Adam Baxter, Ofcom’s Director of Broadcasting Standards, explains how we protect the welfare of people taking part in reality TV programmes like Love Island.
Whether or not Love Island is a bit of you it’s pretty impossible to avoid the conversation around ITV2’s hit show.
Relationships and friendships are the heart of the human experience, and watching ordinary people – ok, very good-looking, very well-groomed ordinary people – navigate these experiences is fascinating. And no denying it makes for good TV.
But as reality formats have evolved, so too have audiences’ tastes and tolerances. We’ve seen growing societal concern – and complaints volumes – about the potential implications for participants’ wellbeing. These recognise that, sadly, for some people taking part in high-profile reality TV or talent shows, their moment in the spotlight can come at a cost. Some contestants’ mental health has suffered greatly. Others have found themselves the target of online trolls, long after the cameras stopped rolling.
Last year, we brought in new protections for people taking part in programmes, putting their welfare at the heart of the programme-making process. This means that broadcasters now have to take due care of people they feature who might be at risk of significant harm; primarily vulnerable people and those not used to being in the public eye.
Before someone agrees to take part in a TV or radio show, broadcasters must tell them about any possible risks to their welfare, and how they’ll seek to minimise them. And it should also be made clear to viewers how the programme is taking care of the people they feature.

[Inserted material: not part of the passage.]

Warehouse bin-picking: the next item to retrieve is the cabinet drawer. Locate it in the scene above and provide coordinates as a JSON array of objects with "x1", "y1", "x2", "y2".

Importantly, what these protections don’t do is dictate what formats, issues or stories broadcasters can and can’t explore, or otherwise restrict their creative freedom. Balancing broadcasters’ and audiences’ rights to freedom of expression is right at the heart of how we designed these protections, and how we’ll enforce them.
Love Island 2021 was the first to be broadcast under these new rules. And while we received 36,324 complaints about that series across a range of issues – which were each carefully assessed – none of them raised issues requiring us to take further action.

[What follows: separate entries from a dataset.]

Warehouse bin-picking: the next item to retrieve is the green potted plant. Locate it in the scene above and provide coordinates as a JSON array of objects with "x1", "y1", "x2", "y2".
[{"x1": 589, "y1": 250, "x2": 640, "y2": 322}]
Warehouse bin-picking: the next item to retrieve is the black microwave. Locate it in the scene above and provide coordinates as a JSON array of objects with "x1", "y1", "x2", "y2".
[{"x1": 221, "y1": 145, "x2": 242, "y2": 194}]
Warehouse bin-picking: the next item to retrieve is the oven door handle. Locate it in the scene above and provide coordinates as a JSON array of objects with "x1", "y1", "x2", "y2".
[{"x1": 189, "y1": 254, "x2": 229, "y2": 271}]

This can come as a surprise to people who assume that if a programme attracts high volumes of complaints, then something surely must be amiss. But I always tell people that a large volume of complaints doesn’t automatically mean our rules have been broken.
If we look more closely at the last series, one event was responsible for over two thirds of those complaints; 24,921 people complained to us about Faye’s behaviour and language during a heated exchange with fellow Islander Teddy.

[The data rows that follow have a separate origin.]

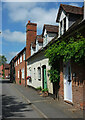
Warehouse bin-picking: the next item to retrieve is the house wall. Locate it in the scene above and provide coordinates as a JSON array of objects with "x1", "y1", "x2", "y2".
[
  {"x1": 4, "y1": 68, "x2": 10, "y2": 79},
  {"x1": 0, "y1": 65, "x2": 3, "y2": 78},
  {"x1": 15, "y1": 50, "x2": 25, "y2": 86},
  {"x1": 43, "y1": 29, "x2": 57, "y2": 47},
  {"x1": 59, "y1": 61, "x2": 85, "y2": 108},
  {"x1": 36, "y1": 40, "x2": 43, "y2": 52},
  {"x1": 26, "y1": 21, "x2": 37, "y2": 59},
  {"x1": 31, "y1": 45, "x2": 35, "y2": 56},
  {"x1": 58, "y1": 10, "x2": 69, "y2": 37},
  {"x1": 68, "y1": 14, "x2": 80, "y2": 27},
  {"x1": 27, "y1": 52, "x2": 53, "y2": 94}
]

Emotionally charged and confrontational scenes can certainly make for uncomfortable viewing. But when we’re deciding whether or not to launch a formal investigation, we consider what are viewers’ likely expectations of a programme. In the case of the exchange between Faye and Teddy, we also considered other contextual factors, such as the other contestants’ offering supporting to Teddy, and Faye’s resolve to apologise for her actions.
We carefully assess every complaint we receive, and we make finely balanced judgments every day. Given the importance of the right to freedom of expression, we only step in or take action against a broadcaster when we consider it necessary.
So settle in for a summer of love. Here at Ofcom, we’ll be ready to carefully look at each and every complaint we receive, to check that audiences and people appearing in programmes are being properly protected.